Chris Van Horne, NBC 5 Fort Worth Reporter
During the first month of Stage One water restrictions Fort Worth says it issues fewer water violation citations than years past.
It can be a pain to know when and how often you can water your lawn during water restrictions, but residents of at least one North Texas city seem to have a handle on conservation.
Fort Worth residents appear have been well aware of when they could and couldn't water during the first month of Stage 1 water restrictions.
"The word continues to get out," Fort Worth Water Department spokeswoman Mary Gugliuzza said. "People continue to understand what their responsibilities are."
In fact, the water department saw 30 percent fewer watering violations in June 2013 compared to the first month of Stage 1 restrictions in 2011.
"Most of the violations were for watering on the wrong day," Gugliuzza said.
Of the 1,289 total violations in June, 1,009 were for watering on the wrong day. Water on hard surfaces such as driveways netted 86 violations, while 38 customers were caught wasting water and 32 had broken sprinklers. Five others watered while it was raining, which is also a violation.
All of the violators received warning notices, but only three received greater notice. No one is facing a system lockout or fine just yet.
Water use was down 7.4 percent in June 2013 compared to June 2012. It's a sign that residents are taking the conservation idea seriously, which "is encouraging," Gugliuzza said.
Not only are more people following the water restrictions, but a recent survey done by the water department shows that a vast majority of users would like to see those restrictions go year round, regardless of drought.

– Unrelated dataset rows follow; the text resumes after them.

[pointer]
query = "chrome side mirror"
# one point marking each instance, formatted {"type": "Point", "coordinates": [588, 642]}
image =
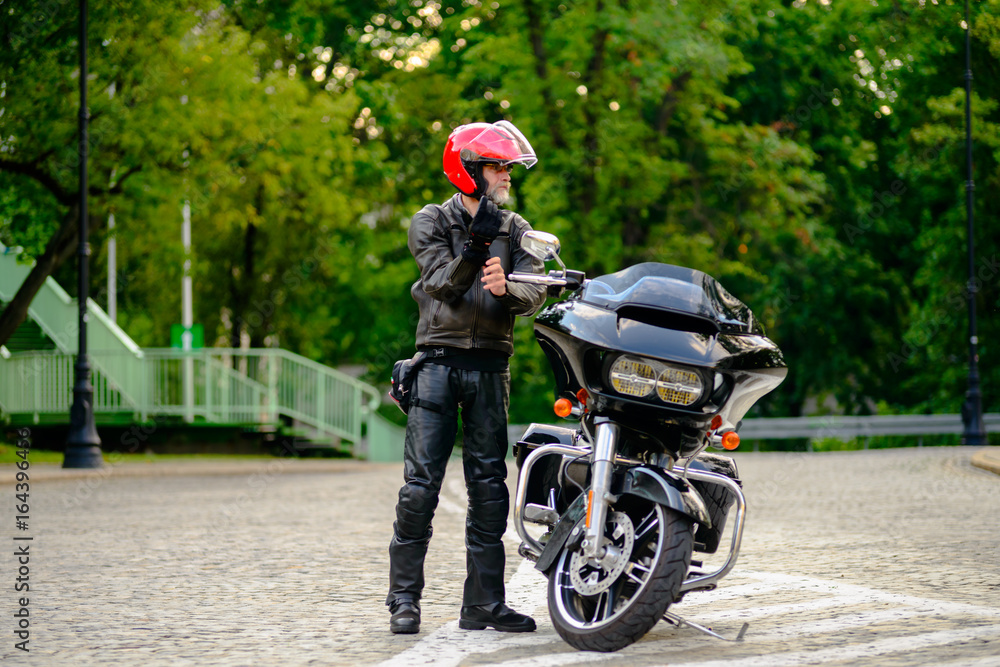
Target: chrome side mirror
{"type": "Point", "coordinates": [542, 245]}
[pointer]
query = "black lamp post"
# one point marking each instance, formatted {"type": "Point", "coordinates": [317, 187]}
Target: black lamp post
{"type": "Point", "coordinates": [974, 432]}
{"type": "Point", "coordinates": [83, 445]}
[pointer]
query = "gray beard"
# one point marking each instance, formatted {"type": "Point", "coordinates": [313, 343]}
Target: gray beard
{"type": "Point", "coordinates": [498, 197]}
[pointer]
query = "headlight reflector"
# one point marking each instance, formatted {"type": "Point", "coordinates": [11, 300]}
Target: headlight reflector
{"type": "Point", "coordinates": [632, 376]}
{"type": "Point", "coordinates": [675, 385]}
{"type": "Point", "coordinates": [637, 378]}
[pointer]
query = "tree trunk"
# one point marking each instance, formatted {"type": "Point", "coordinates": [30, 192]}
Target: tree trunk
{"type": "Point", "coordinates": [59, 248]}
{"type": "Point", "coordinates": [242, 287]}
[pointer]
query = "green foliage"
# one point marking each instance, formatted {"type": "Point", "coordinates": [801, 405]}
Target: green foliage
{"type": "Point", "coordinates": [810, 155]}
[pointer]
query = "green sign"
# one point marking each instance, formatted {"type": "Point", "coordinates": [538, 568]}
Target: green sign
{"type": "Point", "coordinates": [197, 336]}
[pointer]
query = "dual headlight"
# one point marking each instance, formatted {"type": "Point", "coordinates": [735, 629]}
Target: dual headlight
{"type": "Point", "coordinates": [637, 377]}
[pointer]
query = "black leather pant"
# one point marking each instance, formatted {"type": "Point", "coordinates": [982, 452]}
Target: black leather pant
{"type": "Point", "coordinates": [430, 437]}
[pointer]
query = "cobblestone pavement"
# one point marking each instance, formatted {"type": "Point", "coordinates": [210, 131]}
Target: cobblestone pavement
{"type": "Point", "coordinates": [887, 557]}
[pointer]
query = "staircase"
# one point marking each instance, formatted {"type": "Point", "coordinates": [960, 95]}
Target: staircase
{"type": "Point", "coordinates": [257, 389]}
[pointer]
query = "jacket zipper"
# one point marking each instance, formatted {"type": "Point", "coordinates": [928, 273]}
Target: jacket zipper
{"type": "Point", "coordinates": [475, 312]}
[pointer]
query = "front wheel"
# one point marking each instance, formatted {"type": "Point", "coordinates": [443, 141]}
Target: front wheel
{"type": "Point", "coordinates": [608, 603]}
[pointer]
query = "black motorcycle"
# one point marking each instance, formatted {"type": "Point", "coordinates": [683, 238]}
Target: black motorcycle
{"type": "Point", "coordinates": [657, 363]}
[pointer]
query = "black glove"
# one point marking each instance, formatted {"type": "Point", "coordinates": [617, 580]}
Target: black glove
{"type": "Point", "coordinates": [486, 225]}
{"type": "Point", "coordinates": [484, 229]}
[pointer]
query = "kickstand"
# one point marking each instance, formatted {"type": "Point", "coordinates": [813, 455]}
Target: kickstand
{"type": "Point", "coordinates": [674, 619]}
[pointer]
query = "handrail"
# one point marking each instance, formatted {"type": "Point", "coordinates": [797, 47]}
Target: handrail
{"type": "Point", "coordinates": [217, 385]}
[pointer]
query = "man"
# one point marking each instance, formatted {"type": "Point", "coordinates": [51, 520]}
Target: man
{"type": "Point", "coordinates": [465, 248]}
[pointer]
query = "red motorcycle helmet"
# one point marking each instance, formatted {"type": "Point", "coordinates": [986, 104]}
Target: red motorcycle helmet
{"type": "Point", "coordinates": [471, 146]}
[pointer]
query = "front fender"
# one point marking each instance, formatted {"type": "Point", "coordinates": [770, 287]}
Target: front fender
{"type": "Point", "coordinates": [664, 488]}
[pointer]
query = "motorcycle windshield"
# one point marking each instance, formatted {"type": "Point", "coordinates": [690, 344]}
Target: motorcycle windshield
{"type": "Point", "coordinates": [663, 288]}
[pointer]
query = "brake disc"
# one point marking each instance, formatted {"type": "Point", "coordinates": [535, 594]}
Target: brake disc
{"type": "Point", "coordinates": [591, 576]}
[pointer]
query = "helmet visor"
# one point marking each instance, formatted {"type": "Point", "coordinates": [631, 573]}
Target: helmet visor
{"type": "Point", "coordinates": [500, 142]}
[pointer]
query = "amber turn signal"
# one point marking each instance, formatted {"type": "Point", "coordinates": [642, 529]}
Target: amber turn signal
{"type": "Point", "coordinates": [563, 407]}
{"type": "Point", "coordinates": [731, 440]}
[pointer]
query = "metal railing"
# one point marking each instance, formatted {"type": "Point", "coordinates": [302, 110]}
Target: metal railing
{"type": "Point", "coordinates": [251, 387]}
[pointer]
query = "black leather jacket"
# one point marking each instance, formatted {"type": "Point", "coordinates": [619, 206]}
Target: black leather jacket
{"type": "Point", "coordinates": [455, 309]}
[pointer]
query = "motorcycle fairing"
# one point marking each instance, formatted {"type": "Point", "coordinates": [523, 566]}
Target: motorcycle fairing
{"type": "Point", "coordinates": [668, 288]}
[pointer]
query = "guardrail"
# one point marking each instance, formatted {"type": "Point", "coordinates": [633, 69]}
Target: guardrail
{"type": "Point", "coordinates": [846, 427]}
{"type": "Point", "coordinates": [251, 387]}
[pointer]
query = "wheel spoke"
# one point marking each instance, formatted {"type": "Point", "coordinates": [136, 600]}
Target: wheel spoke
{"type": "Point", "coordinates": [597, 607]}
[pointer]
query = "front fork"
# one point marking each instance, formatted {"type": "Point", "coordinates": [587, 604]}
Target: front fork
{"type": "Point", "coordinates": [599, 497]}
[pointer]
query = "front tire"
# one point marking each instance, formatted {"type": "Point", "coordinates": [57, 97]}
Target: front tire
{"type": "Point", "coordinates": [607, 605]}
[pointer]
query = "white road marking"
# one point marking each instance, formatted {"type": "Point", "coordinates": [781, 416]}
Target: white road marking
{"type": "Point", "coordinates": [842, 652]}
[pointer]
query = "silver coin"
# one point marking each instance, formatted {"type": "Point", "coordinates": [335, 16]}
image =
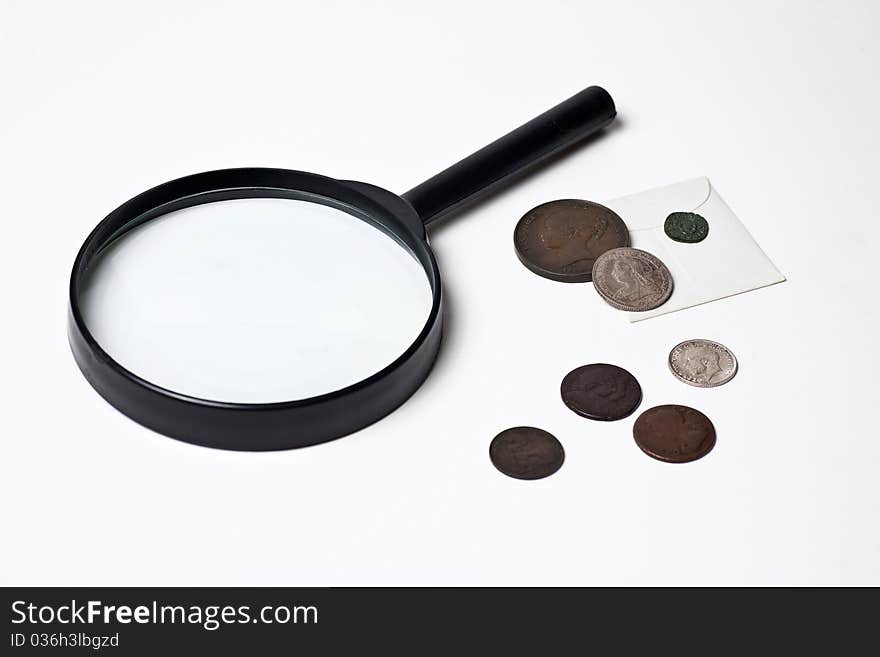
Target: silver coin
{"type": "Point", "coordinates": [702, 363]}
{"type": "Point", "coordinates": [631, 279]}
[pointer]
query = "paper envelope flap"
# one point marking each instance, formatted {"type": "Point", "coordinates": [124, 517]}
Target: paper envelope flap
{"type": "Point", "coordinates": [727, 262]}
{"type": "Point", "coordinates": [650, 208]}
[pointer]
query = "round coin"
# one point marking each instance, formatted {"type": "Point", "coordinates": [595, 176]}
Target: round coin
{"type": "Point", "coordinates": [526, 453]}
{"type": "Point", "coordinates": [632, 279]}
{"type": "Point", "coordinates": [561, 240]}
{"type": "Point", "coordinates": [702, 363]}
{"type": "Point", "coordinates": [673, 433]}
{"type": "Point", "coordinates": [688, 227]}
{"type": "Point", "coordinates": [601, 392]}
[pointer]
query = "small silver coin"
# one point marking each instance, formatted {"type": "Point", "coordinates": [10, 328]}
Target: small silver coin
{"type": "Point", "coordinates": [632, 280]}
{"type": "Point", "coordinates": [702, 363]}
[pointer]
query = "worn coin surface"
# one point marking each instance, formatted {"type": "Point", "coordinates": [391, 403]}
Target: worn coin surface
{"type": "Point", "coordinates": [688, 227]}
{"type": "Point", "coordinates": [601, 392]}
{"type": "Point", "coordinates": [702, 363]}
{"type": "Point", "coordinates": [561, 240]}
{"type": "Point", "coordinates": [673, 433]}
{"type": "Point", "coordinates": [632, 279]}
{"type": "Point", "coordinates": [526, 453]}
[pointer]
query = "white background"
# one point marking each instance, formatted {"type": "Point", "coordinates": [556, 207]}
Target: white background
{"type": "Point", "coordinates": [777, 102]}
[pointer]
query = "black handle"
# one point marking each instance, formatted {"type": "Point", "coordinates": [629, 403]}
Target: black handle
{"type": "Point", "coordinates": [478, 174]}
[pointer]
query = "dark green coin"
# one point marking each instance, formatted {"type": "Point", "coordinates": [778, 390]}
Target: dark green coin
{"type": "Point", "coordinates": [688, 227]}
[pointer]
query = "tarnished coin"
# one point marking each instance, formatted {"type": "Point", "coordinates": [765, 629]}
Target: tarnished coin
{"type": "Point", "coordinates": [526, 453]}
{"type": "Point", "coordinates": [673, 433]}
{"type": "Point", "coordinates": [601, 392]}
{"type": "Point", "coordinates": [561, 240]}
{"type": "Point", "coordinates": [632, 279]}
{"type": "Point", "coordinates": [688, 227]}
{"type": "Point", "coordinates": [702, 363]}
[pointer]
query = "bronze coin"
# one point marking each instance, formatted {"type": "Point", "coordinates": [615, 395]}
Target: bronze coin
{"type": "Point", "coordinates": [673, 433]}
{"type": "Point", "coordinates": [561, 240]}
{"type": "Point", "coordinates": [526, 453]}
{"type": "Point", "coordinates": [601, 392]}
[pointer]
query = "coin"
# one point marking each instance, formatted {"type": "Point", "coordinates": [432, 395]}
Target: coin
{"type": "Point", "coordinates": [673, 433]}
{"type": "Point", "coordinates": [702, 363]}
{"type": "Point", "coordinates": [561, 240]}
{"type": "Point", "coordinates": [688, 227]}
{"type": "Point", "coordinates": [526, 453]}
{"type": "Point", "coordinates": [601, 392]}
{"type": "Point", "coordinates": [632, 279]}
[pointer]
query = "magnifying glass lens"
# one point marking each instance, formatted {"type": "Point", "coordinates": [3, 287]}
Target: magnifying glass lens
{"type": "Point", "coordinates": [255, 300]}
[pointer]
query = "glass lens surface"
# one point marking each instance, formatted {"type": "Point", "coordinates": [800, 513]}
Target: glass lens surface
{"type": "Point", "coordinates": [255, 300]}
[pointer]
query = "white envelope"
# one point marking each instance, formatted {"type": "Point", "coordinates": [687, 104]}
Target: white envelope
{"type": "Point", "coordinates": [727, 262]}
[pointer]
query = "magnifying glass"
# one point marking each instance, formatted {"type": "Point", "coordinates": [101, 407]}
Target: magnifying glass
{"type": "Point", "coordinates": [265, 309]}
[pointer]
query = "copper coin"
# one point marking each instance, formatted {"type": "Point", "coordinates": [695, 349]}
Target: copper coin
{"type": "Point", "coordinates": [526, 453]}
{"type": "Point", "coordinates": [561, 240]}
{"type": "Point", "coordinates": [601, 392]}
{"type": "Point", "coordinates": [673, 433]}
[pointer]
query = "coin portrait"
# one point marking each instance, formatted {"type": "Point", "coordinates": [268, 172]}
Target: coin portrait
{"type": "Point", "coordinates": [632, 280]}
{"type": "Point", "coordinates": [526, 453]}
{"type": "Point", "coordinates": [687, 227]}
{"type": "Point", "coordinates": [601, 392]}
{"type": "Point", "coordinates": [561, 240]}
{"type": "Point", "coordinates": [702, 363]}
{"type": "Point", "coordinates": [674, 433]}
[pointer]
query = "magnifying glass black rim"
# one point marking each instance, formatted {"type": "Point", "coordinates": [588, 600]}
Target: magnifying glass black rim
{"type": "Point", "coordinates": [259, 426]}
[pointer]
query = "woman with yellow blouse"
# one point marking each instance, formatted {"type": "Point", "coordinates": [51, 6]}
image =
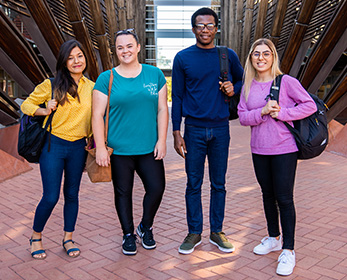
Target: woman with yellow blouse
{"type": "Point", "coordinates": [63, 151]}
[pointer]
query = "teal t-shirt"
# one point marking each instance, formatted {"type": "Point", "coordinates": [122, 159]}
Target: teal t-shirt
{"type": "Point", "coordinates": [133, 128]}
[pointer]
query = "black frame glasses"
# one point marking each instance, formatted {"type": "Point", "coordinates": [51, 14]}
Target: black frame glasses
{"type": "Point", "coordinates": [201, 26]}
{"type": "Point", "coordinates": [126, 31]}
{"type": "Point", "coordinates": [264, 54]}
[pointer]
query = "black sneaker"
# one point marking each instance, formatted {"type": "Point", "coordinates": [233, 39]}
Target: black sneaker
{"type": "Point", "coordinates": [129, 244]}
{"type": "Point", "coordinates": [146, 236]}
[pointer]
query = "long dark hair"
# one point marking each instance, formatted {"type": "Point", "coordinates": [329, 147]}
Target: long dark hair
{"type": "Point", "coordinates": [64, 83]}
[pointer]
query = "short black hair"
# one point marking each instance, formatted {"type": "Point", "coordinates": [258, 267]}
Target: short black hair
{"type": "Point", "coordinates": [202, 12]}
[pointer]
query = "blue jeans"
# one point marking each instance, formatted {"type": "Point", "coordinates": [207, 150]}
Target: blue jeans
{"type": "Point", "coordinates": [213, 143]}
{"type": "Point", "coordinates": [68, 157]}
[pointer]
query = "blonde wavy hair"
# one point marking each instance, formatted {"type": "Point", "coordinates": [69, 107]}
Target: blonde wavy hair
{"type": "Point", "coordinates": [250, 73]}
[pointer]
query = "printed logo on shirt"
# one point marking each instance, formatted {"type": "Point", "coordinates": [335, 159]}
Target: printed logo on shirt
{"type": "Point", "coordinates": [152, 88]}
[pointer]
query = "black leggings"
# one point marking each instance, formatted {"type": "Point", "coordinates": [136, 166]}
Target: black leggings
{"type": "Point", "coordinates": [276, 176]}
{"type": "Point", "coordinates": [152, 174]}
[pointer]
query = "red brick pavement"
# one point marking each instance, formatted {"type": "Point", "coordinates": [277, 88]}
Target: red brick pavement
{"type": "Point", "coordinates": [321, 236]}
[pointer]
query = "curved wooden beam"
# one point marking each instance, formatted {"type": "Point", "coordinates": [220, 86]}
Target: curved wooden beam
{"type": "Point", "coordinates": [247, 30]}
{"type": "Point", "coordinates": [73, 10]}
{"type": "Point", "coordinates": [19, 51]}
{"type": "Point", "coordinates": [298, 34]}
{"type": "Point", "coordinates": [112, 26]}
{"type": "Point", "coordinates": [261, 17]}
{"type": "Point", "coordinates": [45, 20]}
{"type": "Point", "coordinates": [101, 36]}
{"type": "Point", "coordinates": [327, 41]}
{"type": "Point", "coordinates": [278, 19]}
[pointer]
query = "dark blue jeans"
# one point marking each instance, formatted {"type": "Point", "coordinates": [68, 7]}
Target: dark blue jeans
{"type": "Point", "coordinates": [276, 176]}
{"type": "Point", "coordinates": [213, 143]}
{"type": "Point", "coordinates": [68, 157]}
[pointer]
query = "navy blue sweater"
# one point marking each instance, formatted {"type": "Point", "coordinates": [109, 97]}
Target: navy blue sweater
{"type": "Point", "coordinates": [195, 87]}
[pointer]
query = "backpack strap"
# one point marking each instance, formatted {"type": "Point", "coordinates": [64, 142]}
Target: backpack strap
{"type": "Point", "coordinates": [223, 66]}
{"type": "Point", "coordinates": [49, 120]}
{"type": "Point", "coordinates": [275, 89]}
{"type": "Point", "coordinates": [223, 62]}
{"type": "Point", "coordinates": [274, 95]}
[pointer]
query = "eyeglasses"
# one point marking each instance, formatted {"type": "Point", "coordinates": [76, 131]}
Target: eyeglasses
{"type": "Point", "coordinates": [265, 54]}
{"type": "Point", "coordinates": [201, 26]}
{"type": "Point", "coordinates": [126, 31]}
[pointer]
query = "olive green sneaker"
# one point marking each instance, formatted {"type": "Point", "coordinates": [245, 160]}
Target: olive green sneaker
{"type": "Point", "coordinates": [190, 242]}
{"type": "Point", "coordinates": [219, 239]}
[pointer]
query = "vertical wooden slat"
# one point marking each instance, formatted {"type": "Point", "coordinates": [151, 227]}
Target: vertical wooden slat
{"type": "Point", "coordinates": [325, 44]}
{"type": "Point", "coordinates": [122, 14]}
{"type": "Point", "coordinates": [44, 19]}
{"type": "Point", "coordinates": [261, 17]}
{"type": "Point", "coordinates": [19, 51]}
{"type": "Point", "coordinates": [231, 42]}
{"type": "Point", "coordinates": [298, 34]}
{"type": "Point", "coordinates": [82, 35]}
{"type": "Point", "coordinates": [225, 28]}
{"type": "Point", "coordinates": [112, 26]}
{"type": "Point", "coordinates": [277, 23]}
{"type": "Point", "coordinates": [247, 30]}
{"type": "Point", "coordinates": [101, 36]}
{"type": "Point", "coordinates": [239, 15]}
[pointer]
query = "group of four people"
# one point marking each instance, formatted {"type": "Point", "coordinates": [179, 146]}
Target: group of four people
{"type": "Point", "coordinates": [137, 132]}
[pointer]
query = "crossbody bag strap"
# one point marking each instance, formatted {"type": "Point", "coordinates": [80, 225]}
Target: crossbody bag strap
{"type": "Point", "coordinates": [275, 95]}
{"type": "Point", "coordinates": [223, 65]}
{"type": "Point", "coordinates": [49, 120]}
{"type": "Point", "coordinates": [108, 105]}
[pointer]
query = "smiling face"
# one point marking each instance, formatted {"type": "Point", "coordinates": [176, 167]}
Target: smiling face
{"type": "Point", "coordinates": [127, 48]}
{"type": "Point", "coordinates": [204, 37]}
{"type": "Point", "coordinates": [262, 59]}
{"type": "Point", "coordinates": [76, 62]}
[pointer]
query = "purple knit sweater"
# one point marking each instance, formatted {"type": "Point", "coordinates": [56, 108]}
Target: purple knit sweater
{"type": "Point", "coordinates": [268, 136]}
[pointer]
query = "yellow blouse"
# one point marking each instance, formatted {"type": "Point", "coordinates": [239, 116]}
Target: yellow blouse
{"type": "Point", "coordinates": [72, 121]}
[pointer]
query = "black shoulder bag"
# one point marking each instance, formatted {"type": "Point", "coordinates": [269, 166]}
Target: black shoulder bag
{"type": "Point", "coordinates": [32, 135]}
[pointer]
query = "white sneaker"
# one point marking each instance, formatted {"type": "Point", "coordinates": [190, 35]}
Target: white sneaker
{"type": "Point", "coordinates": [267, 245]}
{"type": "Point", "coordinates": [286, 263]}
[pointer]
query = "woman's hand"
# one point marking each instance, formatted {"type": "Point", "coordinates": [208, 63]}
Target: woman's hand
{"type": "Point", "coordinates": [102, 157]}
{"type": "Point", "coordinates": [160, 150]}
{"type": "Point", "coordinates": [227, 88]}
{"type": "Point", "coordinates": [271, 108]}
{"type": "Point", "coordinates": [51, 106]}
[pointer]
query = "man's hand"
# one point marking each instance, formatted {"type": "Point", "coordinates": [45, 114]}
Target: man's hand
{"type": "Point", "coordinates": [179, 144]}
{"type": "Point", "coordinates": [227, 88]}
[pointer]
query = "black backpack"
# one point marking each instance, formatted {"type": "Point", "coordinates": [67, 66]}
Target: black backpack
{"type": "Point", "coordinates": [224, 69]}
{"type": "Point", "coordinates": [32, 135]}
{"type": "Point", "coordinates": [310, 133]}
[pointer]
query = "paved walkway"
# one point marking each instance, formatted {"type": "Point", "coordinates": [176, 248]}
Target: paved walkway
{"type": "Point", "coordinates": [321, 236]}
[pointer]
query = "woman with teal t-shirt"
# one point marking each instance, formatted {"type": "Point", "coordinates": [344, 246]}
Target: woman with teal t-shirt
{"type": "Point", "coordinates": [138, 122]}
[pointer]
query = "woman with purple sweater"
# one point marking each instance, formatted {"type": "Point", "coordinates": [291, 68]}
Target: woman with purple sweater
{"type": "Point", "coordinates": [274, 151]}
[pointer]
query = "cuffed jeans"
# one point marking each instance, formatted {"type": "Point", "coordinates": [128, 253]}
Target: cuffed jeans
{"type": "Point", "coordinates": [213, 143]}
{"type": "Point", "coordinates": [276, 176]}
{"type": "Point", "coordinates": [68, 157]}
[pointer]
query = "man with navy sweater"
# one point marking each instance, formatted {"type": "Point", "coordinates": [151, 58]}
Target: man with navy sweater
{"type": "Point", "coordinates": [199, 96]}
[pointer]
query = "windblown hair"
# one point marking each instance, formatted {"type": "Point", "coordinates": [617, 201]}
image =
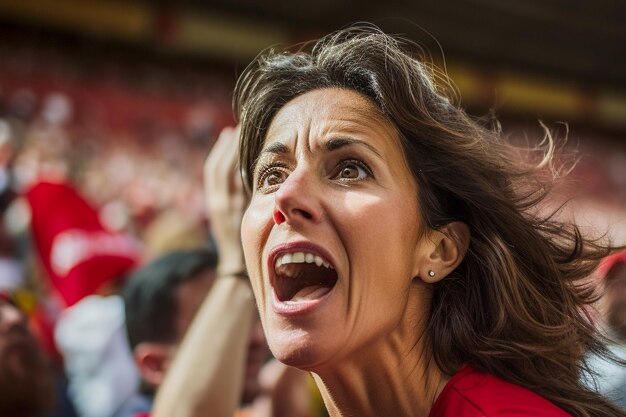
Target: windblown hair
{"type": "Point", "coordinates": [515, 307]}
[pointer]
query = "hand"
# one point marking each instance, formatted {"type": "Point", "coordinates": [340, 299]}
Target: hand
{"type": "Point", "coordinates": [225, 200]}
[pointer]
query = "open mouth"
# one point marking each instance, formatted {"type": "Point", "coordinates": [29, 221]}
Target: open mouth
{"type": "Point", "coordinates": [302, 276]}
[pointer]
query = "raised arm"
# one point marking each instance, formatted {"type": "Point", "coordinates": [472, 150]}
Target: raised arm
{"type": "Point", "coordinates": [206, 376]}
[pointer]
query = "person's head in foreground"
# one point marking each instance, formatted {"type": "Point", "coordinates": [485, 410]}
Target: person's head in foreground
{"type": "Point", "coordinates": [613, 269]}
{"type": "Point", "coordinates": [26, 378]}
{"type": "Point", "coordinates": [161, 299]}
{"type": "Point", "coordinates": [392, 241]}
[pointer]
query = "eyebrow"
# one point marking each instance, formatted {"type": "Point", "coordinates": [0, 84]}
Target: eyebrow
{"type": "Point", "coordinates": [338, 143]}
{"type": "Point", "coordinates": [276, 147]}
{"type": "Point", "coordinates": [331, 145]}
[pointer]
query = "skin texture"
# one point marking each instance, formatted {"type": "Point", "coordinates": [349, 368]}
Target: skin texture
{"type": "Point", "coordinates": [357, 200]}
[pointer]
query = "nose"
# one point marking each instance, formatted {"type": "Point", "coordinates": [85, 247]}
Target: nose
{"type": "Point", "coordinates": [296, 200]}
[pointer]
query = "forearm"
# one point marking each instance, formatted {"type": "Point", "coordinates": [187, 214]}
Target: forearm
{"type": "Point", "coordinates": [206, 376]}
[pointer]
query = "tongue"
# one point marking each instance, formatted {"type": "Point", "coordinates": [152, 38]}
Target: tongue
{"type": "Point", "coordinates": [312, 292]}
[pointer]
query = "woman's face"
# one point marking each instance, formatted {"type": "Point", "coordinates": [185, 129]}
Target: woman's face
{"type": "Point", "coordinates": [331, 236]}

"Sixty-nine percent favor a permanent twice-a-week strategy as a conservation measure," Kara Shuror, assistant water director, said at Tuesday's City Council meeting.
A Tarrant Regional Water Department survey also showed 69 percent are in favor of making the twice-per-week restriction permanent.
Gugliuzza said it's something the city would continue to look at but, with restrictions already in place, there's no need to make them permanent at this point.
City officials just hopeful the first month's conservation and rule-following continues.
"We hope it continues," Gugliuzza said.
Violators are given a week to fix problems. But continued violations could lead to fines of up to $2,000 per day.